CIOs who allow their staffs to drive their entire social media-driven collaboration strategies risk endangering their organizations, warns the U.K. arm of the joint Accenture-Microsoft joint venture Avanade.

Why would they even let that happen? After all, companies like Avanade parent Microsoft have been successfully seeding enterprises with tools like SharePoint for many years.

The problem: while CIOs, aided by firms like Avanade, have been providing enterprise-caliber tools, no one's been doing much collaboration work with them. This has left a huge vacuum that Avanade says is being rapidly filled with homegrown, grassroots-driven, consumer-based technology instead.

"To be led completely by your workforce when it comes to collaboration is asking to end up with a completely undisciplined and unmanageable environment," Andrew Barber, deputy lead in the collaboration practice of the global consulting firm's British arm, told InformationWeek.

"It's very easy to let your corporate data end up on Facebook. Whether you should is quite a different matter."

[ Are we seeing the end of "social" as a unique category? Read Social Business Not Dead, Just Business As Usual. ]

Barber's team released on Monday the results of a global study of enterprise social collaboration trends that, if nothing else, backs up his observation that, "A lot of current collaboration is about people bringing the tools they work with at home into the office."

Indicating a sort of "bring your own software" dynamic, Avanade's data shows Facebook is a collaboration platform twice as popular as SharePoint -- 74% to 39%. It's also four times more popular than IBM Open Connections (17%) and six times more popular than Salesforce's Chatter (12%).

The study, of 4,000 users and 1,000 business and IT decision-makers in 22 countries, also said 77% of managers and 68% of users say they now use some form of enterprise social networking technology. IT decision makers said such social technologies make their jobs more enjoyable (66%), more productive (62%) and "help them get work done faster" (57%). All in all, said Avanade, of those businesses currently using social collaboration tools, 82% want to use more of them in the future.

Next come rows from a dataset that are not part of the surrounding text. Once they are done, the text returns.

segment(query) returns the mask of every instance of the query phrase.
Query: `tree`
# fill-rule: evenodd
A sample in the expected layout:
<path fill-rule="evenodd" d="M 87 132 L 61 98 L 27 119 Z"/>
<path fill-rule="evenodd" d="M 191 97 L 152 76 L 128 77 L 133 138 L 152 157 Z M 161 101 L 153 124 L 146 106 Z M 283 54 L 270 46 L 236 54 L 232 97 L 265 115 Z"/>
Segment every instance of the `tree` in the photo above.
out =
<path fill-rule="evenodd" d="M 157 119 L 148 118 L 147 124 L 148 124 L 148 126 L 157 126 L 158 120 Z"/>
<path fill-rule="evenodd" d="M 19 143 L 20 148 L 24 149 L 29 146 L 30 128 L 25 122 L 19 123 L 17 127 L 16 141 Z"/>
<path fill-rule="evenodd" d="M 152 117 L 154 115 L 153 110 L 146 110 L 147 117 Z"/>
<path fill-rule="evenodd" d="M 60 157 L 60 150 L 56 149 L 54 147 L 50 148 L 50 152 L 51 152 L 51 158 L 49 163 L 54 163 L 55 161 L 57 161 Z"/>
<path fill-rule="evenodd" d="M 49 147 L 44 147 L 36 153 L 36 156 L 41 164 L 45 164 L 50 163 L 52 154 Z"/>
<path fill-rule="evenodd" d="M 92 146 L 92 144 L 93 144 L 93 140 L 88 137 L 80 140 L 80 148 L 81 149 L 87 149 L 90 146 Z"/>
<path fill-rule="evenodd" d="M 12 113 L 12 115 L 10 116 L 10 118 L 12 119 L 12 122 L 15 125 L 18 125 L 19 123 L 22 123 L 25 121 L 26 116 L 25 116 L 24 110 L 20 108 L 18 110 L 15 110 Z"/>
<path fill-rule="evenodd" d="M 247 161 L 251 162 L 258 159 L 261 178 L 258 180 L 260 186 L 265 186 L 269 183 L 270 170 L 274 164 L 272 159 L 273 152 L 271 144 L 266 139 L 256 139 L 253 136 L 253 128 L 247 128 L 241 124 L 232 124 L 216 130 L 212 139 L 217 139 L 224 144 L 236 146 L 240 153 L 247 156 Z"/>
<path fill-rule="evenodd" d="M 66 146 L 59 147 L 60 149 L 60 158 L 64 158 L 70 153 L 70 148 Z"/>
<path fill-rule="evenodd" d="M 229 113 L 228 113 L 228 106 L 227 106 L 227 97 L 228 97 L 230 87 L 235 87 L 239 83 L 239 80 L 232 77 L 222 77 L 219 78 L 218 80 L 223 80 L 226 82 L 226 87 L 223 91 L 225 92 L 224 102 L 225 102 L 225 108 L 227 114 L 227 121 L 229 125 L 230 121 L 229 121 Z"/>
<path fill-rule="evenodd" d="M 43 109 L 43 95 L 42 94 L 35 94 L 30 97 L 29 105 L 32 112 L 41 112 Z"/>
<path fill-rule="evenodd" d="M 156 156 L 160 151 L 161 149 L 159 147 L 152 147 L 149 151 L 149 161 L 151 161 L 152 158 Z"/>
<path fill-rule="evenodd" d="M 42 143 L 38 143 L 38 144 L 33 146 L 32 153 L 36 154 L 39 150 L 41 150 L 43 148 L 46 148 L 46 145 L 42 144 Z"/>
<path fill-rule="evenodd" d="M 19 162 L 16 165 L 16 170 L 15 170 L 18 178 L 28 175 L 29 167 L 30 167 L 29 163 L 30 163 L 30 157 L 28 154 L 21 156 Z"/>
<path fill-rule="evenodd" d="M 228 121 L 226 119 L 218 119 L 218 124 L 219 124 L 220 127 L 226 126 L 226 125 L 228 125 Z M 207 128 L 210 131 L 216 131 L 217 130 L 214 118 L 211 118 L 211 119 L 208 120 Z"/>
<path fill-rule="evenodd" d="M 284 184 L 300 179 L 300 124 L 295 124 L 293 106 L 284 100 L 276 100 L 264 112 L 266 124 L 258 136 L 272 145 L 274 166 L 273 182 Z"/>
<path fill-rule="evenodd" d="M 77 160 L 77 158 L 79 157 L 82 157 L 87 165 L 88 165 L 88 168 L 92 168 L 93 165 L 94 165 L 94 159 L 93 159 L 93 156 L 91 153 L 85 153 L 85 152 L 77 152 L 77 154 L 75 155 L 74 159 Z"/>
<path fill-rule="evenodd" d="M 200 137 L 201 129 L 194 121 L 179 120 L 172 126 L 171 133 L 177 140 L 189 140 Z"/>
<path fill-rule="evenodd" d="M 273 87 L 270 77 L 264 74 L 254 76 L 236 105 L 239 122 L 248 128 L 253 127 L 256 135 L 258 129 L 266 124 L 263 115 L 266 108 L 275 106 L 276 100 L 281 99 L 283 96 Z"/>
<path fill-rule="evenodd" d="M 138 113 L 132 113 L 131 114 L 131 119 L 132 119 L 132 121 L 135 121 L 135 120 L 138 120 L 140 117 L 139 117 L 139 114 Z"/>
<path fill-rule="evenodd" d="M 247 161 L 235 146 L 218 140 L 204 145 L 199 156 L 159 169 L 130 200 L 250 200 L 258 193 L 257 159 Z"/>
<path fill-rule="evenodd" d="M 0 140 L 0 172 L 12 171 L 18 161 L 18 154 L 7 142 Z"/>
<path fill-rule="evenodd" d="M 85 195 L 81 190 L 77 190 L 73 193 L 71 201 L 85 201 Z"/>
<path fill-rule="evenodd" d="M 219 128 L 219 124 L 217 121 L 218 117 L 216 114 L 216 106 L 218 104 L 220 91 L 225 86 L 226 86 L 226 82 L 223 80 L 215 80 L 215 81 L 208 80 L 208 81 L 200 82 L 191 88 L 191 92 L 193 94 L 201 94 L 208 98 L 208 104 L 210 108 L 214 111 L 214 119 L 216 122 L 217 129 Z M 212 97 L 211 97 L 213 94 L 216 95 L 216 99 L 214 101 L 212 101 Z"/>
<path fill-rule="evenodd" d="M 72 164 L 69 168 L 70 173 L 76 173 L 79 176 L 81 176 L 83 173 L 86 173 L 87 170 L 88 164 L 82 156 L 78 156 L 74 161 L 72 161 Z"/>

But which ones? The study claimed, perhaps somewhat optimistically, that decision makers planning to adopt social technologies put SharePoint and Chatter (tied at 23%) at the top of their list of collaboration deployments planned in the coming year. Thus, though Facebook is ranked number one among social collaboration technologies in use today (74%), when asked what social tools businesses want to adopt in the next year, "Facebook fell to the very end of the list with only eight percent of decision-makers respondents noting it as a priority," said Avanade in a statement.

However, Barber admitted that IT-led, SharePoint-centric collaboration projects don't always succeed. Instead, he offered up Yammer, now also a part of the Microsoft technology stack, as a potentially more successful tool for CIOs to offer. "In many ways, that's a model of how grassroots-led collaboration can work really well, and add in the social flavor of workplace conversations in a much less dangerous way than letting people just go straight to Facebook," he said Monday.

For the study, Avanade interviewed 1,000 C-suite executives, business unit leaders and senior decision makers in the IT departments of organizations with at least 1,000 employees, in Australia, Austria, Belgium, Brazil, Canada, France, Germany, Italy, the Netherlands, the Nordics, Singapore, Spain, Switzerland, the United Kingdom and the United States. It also polled 4,000 end users in organizations of 500 employees or more in all the same countries except for Brazil. All fieldwork was conducted between March 13 and April 16.